Do late payments affect credit rating and credit score?
Late and missed payments will likely impact your credit rating and credit score. It's a sign that shows lenders that you may not be able to be financially responsible to pay them back, and so is reflected to show them this in their credit score or rating. And it's not just money that you borrow, "even paying your utilities or phone bill late can affect your score too", says Richard.
We wanted to know how lenders would see late payments, and to what extent this would affect your credit rating and credit score. According to Richard, "Making a late payment just once or twice over a 12-month period won't be too harmful, but repeated late payments can be very harmful as creditors see this as a warning that you may be struggling to meet your current commitments, which could lead to your credit score being reduced."

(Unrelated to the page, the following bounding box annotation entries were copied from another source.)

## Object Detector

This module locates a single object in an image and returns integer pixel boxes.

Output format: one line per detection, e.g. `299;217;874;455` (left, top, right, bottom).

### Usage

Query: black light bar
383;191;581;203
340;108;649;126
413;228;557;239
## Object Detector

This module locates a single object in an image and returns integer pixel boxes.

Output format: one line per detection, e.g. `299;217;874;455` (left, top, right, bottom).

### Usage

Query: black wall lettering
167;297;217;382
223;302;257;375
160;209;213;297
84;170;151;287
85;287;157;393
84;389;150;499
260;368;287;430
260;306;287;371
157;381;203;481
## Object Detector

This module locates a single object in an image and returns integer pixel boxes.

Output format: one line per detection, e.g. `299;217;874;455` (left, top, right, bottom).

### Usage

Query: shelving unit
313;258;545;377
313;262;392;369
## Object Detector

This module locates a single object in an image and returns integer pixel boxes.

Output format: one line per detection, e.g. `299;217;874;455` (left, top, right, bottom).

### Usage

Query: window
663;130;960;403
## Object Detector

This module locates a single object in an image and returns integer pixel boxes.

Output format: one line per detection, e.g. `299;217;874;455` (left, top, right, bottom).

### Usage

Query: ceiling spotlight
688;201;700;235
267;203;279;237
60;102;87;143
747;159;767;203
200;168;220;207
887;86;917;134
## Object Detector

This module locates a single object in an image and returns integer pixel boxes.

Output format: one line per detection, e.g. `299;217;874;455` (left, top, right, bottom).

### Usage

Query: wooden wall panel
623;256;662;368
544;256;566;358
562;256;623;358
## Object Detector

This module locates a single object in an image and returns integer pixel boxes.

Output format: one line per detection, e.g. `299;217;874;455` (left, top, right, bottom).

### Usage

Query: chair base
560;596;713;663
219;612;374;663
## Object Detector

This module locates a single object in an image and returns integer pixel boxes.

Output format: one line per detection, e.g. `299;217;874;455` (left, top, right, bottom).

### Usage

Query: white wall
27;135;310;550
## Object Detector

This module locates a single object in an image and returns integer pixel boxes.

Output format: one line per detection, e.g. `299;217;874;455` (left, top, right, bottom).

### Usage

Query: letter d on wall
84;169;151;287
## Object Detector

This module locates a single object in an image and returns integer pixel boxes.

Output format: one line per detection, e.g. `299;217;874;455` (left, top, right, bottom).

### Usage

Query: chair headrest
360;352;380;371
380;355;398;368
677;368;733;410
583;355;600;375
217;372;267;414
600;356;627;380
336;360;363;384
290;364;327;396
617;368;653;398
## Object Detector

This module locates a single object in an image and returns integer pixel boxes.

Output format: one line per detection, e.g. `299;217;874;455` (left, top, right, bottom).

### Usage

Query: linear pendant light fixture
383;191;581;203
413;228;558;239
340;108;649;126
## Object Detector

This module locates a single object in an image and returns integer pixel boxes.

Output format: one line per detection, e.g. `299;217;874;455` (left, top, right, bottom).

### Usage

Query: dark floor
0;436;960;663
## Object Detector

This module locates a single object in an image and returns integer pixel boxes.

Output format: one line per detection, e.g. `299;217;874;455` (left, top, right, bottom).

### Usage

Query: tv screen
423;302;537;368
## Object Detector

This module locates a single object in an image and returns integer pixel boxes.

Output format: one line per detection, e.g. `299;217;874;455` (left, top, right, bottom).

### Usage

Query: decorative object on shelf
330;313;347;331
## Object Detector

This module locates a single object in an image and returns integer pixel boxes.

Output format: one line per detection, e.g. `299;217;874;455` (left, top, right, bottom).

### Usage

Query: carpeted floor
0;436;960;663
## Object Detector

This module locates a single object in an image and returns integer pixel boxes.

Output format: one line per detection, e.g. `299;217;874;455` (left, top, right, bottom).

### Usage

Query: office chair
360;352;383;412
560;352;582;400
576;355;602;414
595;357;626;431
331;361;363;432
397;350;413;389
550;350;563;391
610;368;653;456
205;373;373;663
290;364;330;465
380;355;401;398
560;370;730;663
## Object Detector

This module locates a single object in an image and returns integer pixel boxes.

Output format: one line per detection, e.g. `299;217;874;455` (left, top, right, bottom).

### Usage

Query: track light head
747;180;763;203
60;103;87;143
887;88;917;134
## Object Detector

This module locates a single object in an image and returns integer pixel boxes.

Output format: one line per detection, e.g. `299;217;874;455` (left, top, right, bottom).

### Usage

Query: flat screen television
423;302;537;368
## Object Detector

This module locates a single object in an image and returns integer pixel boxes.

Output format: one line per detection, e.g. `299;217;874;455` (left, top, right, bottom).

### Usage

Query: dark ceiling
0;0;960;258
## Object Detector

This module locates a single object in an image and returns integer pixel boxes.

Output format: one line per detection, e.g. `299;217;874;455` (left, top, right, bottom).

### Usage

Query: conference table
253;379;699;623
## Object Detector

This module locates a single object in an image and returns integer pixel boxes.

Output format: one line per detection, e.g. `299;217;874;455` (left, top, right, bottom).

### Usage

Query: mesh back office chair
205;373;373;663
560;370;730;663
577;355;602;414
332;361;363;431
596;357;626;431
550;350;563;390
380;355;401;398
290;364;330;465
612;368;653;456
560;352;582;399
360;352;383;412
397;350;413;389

Pauline reiterates this, suggesting the extent to which you are affected depends on who the person is, and where they are in their credit journey so far. As Pauline tells us: "A credit score considers a lot of different factors. Two people will be affected differently by missing a payment. If you only have a couple of years of credit history, a late payment will have a bigger impact than if you have a good credit history."
So, what should you do if you feel you may be in danger of missing a payment? Pauline suggests that the best approach is a hands-on one: "Be pro-active and approach your lender to discuss your options." Often, your lender will be able to extend your payment period or support you with a way that works for you both.